Ancak deniz buzları eridikçe, Arktik Okyanusu'nun yüzeyi ısınır. Su katmanları arasındaki bariyer yavaş yavaş kaybolur ve Atlantik suyu üstteki katmanla daha kolay karışır. Daha sıcak yüzey suyu daha fazla deniz buzunu eritmeye devam ederek okyanusun daha büyük bir kısmını güneş ışığına maruz bırakır ve suyu daha da ısıtır. Bu duruma Arktik Okyanusu'nun Atlantikleşmesi denir.

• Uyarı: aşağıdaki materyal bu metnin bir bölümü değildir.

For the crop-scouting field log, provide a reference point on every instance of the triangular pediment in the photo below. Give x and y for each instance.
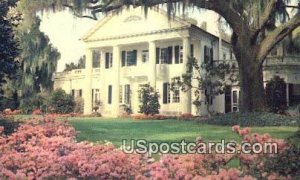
(133, 21)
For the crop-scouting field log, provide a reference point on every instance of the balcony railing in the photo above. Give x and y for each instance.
(270, 61)
(75, 73)
(282, 61)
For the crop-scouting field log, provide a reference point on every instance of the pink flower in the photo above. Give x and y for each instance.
(235, 128)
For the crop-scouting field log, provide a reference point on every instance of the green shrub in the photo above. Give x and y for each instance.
(251, 119)
(61, 102)
(38, 101)
(9, 125)
(149, 100)
(286, 163)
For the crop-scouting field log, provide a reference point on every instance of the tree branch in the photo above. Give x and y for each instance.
(274, 37)
(263, 19)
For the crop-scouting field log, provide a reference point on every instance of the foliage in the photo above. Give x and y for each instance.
(38, 58)
(252, 119)
(61, 102)
(37, 101)
(208, 78)
(46, 148)
(286, 163)
(79, 65)
(11, 102)
(276, 95)
(9, 124)
(9, 49)
(149, 100)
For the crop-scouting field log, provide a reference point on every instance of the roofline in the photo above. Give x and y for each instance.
(208, 33)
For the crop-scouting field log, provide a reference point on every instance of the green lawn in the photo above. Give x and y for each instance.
(114, 130)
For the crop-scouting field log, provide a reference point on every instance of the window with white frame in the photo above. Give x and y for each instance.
(129, 58)
(166, 93)
(127, 94)
(145, 56)
(121, 94)
(164, 55)
(176, 94)
(108, 60)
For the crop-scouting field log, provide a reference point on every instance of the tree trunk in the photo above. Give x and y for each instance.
(251, 85)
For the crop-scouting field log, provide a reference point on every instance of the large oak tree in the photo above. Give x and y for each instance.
(257, 25)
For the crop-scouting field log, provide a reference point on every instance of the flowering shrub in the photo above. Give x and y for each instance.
(11, 112)
(47, 148)
(36, 112)
(44, 148)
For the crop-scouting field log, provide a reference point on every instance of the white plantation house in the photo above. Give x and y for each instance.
(126, 50)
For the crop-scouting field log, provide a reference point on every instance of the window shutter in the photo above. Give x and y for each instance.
(109, 94)
(106, 60)
(170, 54)
(157, 55)
(205, 54)
(134, 57)
(127, 93)
(92, 95)
(291, 94)
(111, 59)
(123, 58)
(176, 54)
(211, 56)
(165, 93)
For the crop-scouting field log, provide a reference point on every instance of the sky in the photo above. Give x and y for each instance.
(65, 31)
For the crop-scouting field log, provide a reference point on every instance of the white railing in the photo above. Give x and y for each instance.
(135, 71)
(74, 73)
(282, 60)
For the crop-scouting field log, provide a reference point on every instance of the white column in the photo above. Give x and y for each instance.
(103, 85)
(186, 96)
(116, 82)
(152, 63)
(87, 91)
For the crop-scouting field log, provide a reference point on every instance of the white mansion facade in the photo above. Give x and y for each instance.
(128, 49)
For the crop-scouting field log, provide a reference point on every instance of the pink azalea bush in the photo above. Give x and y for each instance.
(46, 147)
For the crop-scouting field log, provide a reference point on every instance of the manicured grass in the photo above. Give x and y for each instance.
(114, 130)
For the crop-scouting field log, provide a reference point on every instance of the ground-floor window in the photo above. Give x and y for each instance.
(232, 99)
(127, 94)
(76, 93)
(168, 94)
(176, 94)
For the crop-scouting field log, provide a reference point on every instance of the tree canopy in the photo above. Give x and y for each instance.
(257, 26)
(8, 44)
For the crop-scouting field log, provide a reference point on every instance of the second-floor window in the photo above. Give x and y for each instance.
(208, 55)
(145, 56)
(129, 58)
(96, 59)
(108, 60)
(164, 55)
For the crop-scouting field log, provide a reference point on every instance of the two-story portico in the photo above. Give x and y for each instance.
(136, 50)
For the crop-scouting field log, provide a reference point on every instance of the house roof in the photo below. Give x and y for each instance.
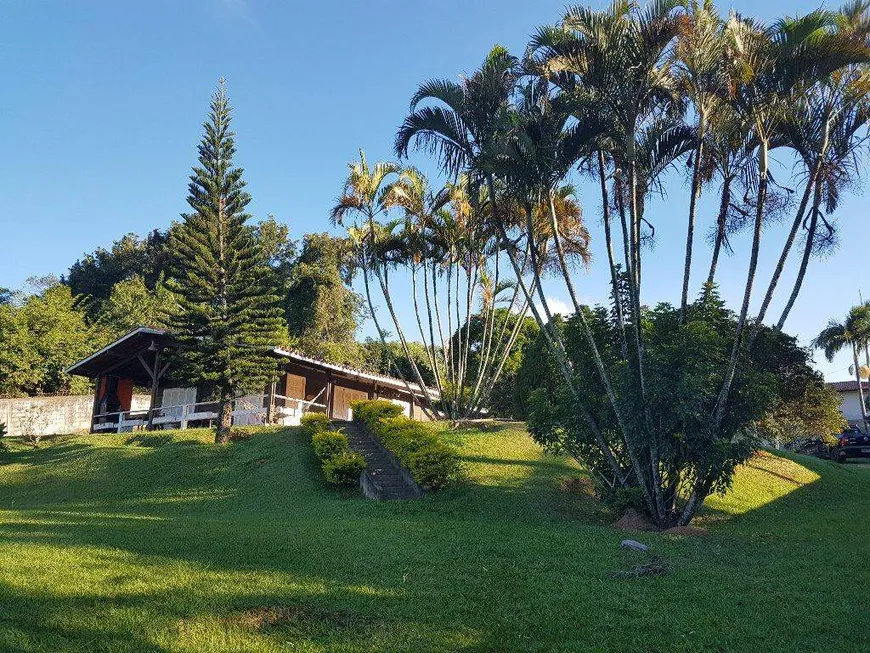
(389, 381)
(121, 358)
(848, 386)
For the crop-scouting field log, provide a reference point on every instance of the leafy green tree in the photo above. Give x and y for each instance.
(852, 334)
(39, 339)
(323, 312)
(227, 315)
(132, 304)
(95, 275)
(503, 399)
(389, 358)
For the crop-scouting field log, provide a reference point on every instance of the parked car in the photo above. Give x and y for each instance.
(852, 443)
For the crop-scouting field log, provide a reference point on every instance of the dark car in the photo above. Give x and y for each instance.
(851, 444)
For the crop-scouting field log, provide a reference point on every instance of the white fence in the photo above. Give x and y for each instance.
(245, 410)
(53, 415)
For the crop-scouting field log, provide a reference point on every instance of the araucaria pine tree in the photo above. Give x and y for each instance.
(227, 316)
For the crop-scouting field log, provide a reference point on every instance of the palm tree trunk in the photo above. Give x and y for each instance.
(429, 355)
(690, 231)
(860, 387)
(655, 508)
(225, 418)
(792, 235)
(722, 400)
(434, 413)
(556, 349)
(721, 222)
(608, 239)
(557, 352)
(805, 259)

Merten, Fram Boğazı'nda çok sayıda kapelin bulmanın yanı sıra, ton balığı ve Histioteuthis kalamarı gibi diğer Atlantik türlerine ait DNA da buldu. Bu, Atlantikleşmenin hızla gerçekleştiğinin ve büyük sonuçlar doğurabileceğinin kanıtıdır.
Rusya açıklarındaki Barents Denizi'nde yapılan uzun vadeli bir çalışma, Atlantikleşmenin Arktik ekosistemlerini nasıl bozabileceğine dair kasvetli bir tablo çizdi. Norveç Deniz Araştırmaları Enstitüsü'nde ekolojist ve çalışma lideri Maria Fossheim'a göre, Barents Denizi ısınıp tuzlulaştıkça Atlantik türleri istila etti. Barents Denizi'ndeki balık popülasyonları sadece dokuz yıl içinde 160 kilometre kuzeye taşındı. Çalışma döneminin sonunda, 2012 yılına gelindiğinde Fossheim, Atlantik türlerinin Barents Denizi'ne yayılarak Arktik türleriyle rekabette geride bıraktığını tespit etti.
Thu Thao ( Smithsonian'a göre)
[reklam_2]
Kaynak bağlantısı






Yorum (0)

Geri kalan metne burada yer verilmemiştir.